Throughout this season of life, as a new mother myself, what stands out to me most is how committed she was as a grandmother. When I was pregnant with Sullivan, my husband, Jared, and I had dinner over Zoom with two close friends. They were also new parents. So, as expectant parents do, we asked them question after question about what it was like to be parents. “How are you sleeping?” “Do you plan routine date nights?” “Do your parents just love being grandparents?” They paused and then responded, “Well, not exactly. Grand parenting isn’t necessarily their thing.” Upon hearing this, Jared and I were genuinely shocked. Neither of us could imagine this feeling. But, as it turns out, it’s quite common actually. Grand parenting isn’t for everyone. The reason we were completely shocked when we learned this is because our grandparents were truly the best grandparents. The MVPs of all grandparents. The most consistent, present, supportive, joy-investing, and yummy grandparents. Grand parenting was Grandma Trudy’s love language. It was, most definitely, her thing.
In the wake of her passing, I’ve written quietly about how I might honor her life and legacy. But, like love, honor exists beyond us. It exists through us. It exists within us because it was planted there long, long ago—long before Grandma Trudy mustered a tear when there wasn’t a single drop of water left to nourish her. I know this to be true, again, because I witnessed it.

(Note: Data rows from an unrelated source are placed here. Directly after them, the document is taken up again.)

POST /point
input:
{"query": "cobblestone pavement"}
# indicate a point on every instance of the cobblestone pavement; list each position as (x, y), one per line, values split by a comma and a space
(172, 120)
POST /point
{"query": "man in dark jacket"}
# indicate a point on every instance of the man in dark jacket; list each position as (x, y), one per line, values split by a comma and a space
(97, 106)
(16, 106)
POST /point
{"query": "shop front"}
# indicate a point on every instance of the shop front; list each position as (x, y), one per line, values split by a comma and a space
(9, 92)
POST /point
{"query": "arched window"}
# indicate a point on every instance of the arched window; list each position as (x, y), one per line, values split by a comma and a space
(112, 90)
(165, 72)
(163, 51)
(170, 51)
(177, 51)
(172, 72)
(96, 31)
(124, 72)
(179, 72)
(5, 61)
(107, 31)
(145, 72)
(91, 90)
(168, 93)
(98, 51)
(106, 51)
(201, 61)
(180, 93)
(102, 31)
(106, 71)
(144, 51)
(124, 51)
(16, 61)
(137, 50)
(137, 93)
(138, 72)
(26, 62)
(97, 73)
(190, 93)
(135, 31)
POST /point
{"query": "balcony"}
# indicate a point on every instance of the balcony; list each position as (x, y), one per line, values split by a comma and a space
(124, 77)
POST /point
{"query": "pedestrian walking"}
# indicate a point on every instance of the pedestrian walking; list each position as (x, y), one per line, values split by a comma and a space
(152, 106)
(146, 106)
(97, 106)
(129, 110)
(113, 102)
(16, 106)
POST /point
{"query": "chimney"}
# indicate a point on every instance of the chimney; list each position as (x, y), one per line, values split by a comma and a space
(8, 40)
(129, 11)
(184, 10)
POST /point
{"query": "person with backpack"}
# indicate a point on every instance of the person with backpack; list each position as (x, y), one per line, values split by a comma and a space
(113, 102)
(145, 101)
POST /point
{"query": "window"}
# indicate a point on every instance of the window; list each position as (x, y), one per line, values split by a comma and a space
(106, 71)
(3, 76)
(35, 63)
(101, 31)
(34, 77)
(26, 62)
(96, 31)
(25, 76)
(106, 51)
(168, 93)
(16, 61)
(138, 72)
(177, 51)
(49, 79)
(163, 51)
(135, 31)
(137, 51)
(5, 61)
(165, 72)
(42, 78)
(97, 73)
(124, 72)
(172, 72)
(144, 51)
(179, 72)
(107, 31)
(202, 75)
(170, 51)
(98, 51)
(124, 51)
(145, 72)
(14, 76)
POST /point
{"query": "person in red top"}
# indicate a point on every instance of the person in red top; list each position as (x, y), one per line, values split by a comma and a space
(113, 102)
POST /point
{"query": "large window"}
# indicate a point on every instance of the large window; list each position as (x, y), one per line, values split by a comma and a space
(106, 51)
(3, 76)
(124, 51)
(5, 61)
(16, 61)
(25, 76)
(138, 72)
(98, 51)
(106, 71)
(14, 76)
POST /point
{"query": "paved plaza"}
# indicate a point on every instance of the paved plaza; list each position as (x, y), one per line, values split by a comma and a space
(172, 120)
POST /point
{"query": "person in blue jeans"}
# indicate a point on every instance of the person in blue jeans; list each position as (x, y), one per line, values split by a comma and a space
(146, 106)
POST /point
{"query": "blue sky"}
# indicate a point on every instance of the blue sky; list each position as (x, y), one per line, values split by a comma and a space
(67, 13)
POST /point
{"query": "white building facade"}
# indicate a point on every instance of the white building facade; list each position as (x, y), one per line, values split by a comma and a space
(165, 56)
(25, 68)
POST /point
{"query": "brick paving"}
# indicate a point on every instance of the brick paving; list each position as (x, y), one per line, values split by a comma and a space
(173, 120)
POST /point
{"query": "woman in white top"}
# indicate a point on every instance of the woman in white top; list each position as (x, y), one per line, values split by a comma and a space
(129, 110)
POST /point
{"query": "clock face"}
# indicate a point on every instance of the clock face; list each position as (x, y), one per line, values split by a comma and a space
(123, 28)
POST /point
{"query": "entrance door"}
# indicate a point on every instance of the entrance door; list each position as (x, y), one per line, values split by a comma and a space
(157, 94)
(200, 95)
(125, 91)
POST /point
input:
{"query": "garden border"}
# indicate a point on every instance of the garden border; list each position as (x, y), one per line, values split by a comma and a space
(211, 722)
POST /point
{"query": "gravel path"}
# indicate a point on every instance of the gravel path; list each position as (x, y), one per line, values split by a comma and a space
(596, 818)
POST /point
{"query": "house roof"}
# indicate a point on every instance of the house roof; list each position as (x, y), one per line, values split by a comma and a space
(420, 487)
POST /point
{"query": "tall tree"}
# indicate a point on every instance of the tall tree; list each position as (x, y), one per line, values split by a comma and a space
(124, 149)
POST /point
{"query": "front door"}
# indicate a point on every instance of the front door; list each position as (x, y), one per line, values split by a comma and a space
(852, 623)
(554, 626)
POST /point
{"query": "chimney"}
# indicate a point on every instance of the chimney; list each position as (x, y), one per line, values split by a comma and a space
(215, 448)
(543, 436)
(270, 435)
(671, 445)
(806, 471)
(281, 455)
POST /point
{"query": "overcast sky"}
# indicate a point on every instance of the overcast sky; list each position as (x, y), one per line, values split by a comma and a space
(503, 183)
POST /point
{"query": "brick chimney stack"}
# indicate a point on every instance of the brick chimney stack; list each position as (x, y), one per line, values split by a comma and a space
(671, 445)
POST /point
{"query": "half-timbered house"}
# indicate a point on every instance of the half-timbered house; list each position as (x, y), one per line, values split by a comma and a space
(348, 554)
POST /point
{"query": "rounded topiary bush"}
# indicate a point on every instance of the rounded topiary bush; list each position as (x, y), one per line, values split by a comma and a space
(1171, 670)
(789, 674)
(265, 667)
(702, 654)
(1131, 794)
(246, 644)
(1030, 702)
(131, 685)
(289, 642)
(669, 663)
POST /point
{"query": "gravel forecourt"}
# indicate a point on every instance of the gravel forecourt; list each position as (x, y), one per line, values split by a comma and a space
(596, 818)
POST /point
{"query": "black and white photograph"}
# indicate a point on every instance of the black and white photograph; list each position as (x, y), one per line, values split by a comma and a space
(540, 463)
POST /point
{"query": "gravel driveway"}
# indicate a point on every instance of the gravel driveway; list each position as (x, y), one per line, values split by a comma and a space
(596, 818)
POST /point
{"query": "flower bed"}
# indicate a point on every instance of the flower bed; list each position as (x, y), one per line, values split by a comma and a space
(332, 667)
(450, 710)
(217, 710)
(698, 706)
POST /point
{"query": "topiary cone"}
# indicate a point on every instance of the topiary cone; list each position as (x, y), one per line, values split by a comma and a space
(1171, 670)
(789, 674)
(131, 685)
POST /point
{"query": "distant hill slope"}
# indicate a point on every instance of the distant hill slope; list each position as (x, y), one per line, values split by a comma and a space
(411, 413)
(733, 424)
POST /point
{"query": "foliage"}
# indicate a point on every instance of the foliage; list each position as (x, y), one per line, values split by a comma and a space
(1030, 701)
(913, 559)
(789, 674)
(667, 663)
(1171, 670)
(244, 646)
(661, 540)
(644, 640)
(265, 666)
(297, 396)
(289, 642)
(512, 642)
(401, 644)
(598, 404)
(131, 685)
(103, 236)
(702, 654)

In April 2017, Jared and I planned to drive the famed Highway 1 along the coast of southern California. Weeks before we planned to leave, devastating mudslides swept the region. We adjusted our plans and ultimately found ourselves in central California at the entrance of Muir Woods, home to ever-impressive redwood trees, ranging in age from 500 years old to 1,200 years old. The tallest redwood in Muir Woods is 258 feet tall; its height is just shy of a 26-story building. This tree, a tree that is older than the United States and reaches nearly 26 stories into the sky, was grown from a seed no larger than the seed that grew Grandma Trudy’s tomatoes in the Ohio countryside. As a redwood dies, its roots begin to sprout in a circular shape around its base. Over the course of several years, a perfect circle of new redwoods grows around the redwood that has passed away. What remains is an enclosed sanctuary of redwoods that exists and grows because and only because a single redwood lived and died in its exact place. Long before the parent redwood took up its final drop of water, it created a family of redwoods to love and honor its place in this misty, lush forest. It created a family of redwoods to love and honor its life and legacy. Honor exists because the redwood first existed. Honor exists because Grandma Trudy first did, too.
As your throat constricts when your heart has been broken, know this is love. When your loved one holds onto her breath when she herself is ready to take flight, know this is honor. And when you find yourself swallowed by grief, know the love and honor that exists beyond and within you will lift you as high as the tallest redwood before you, one day, create a sanctuary in your exact place, too.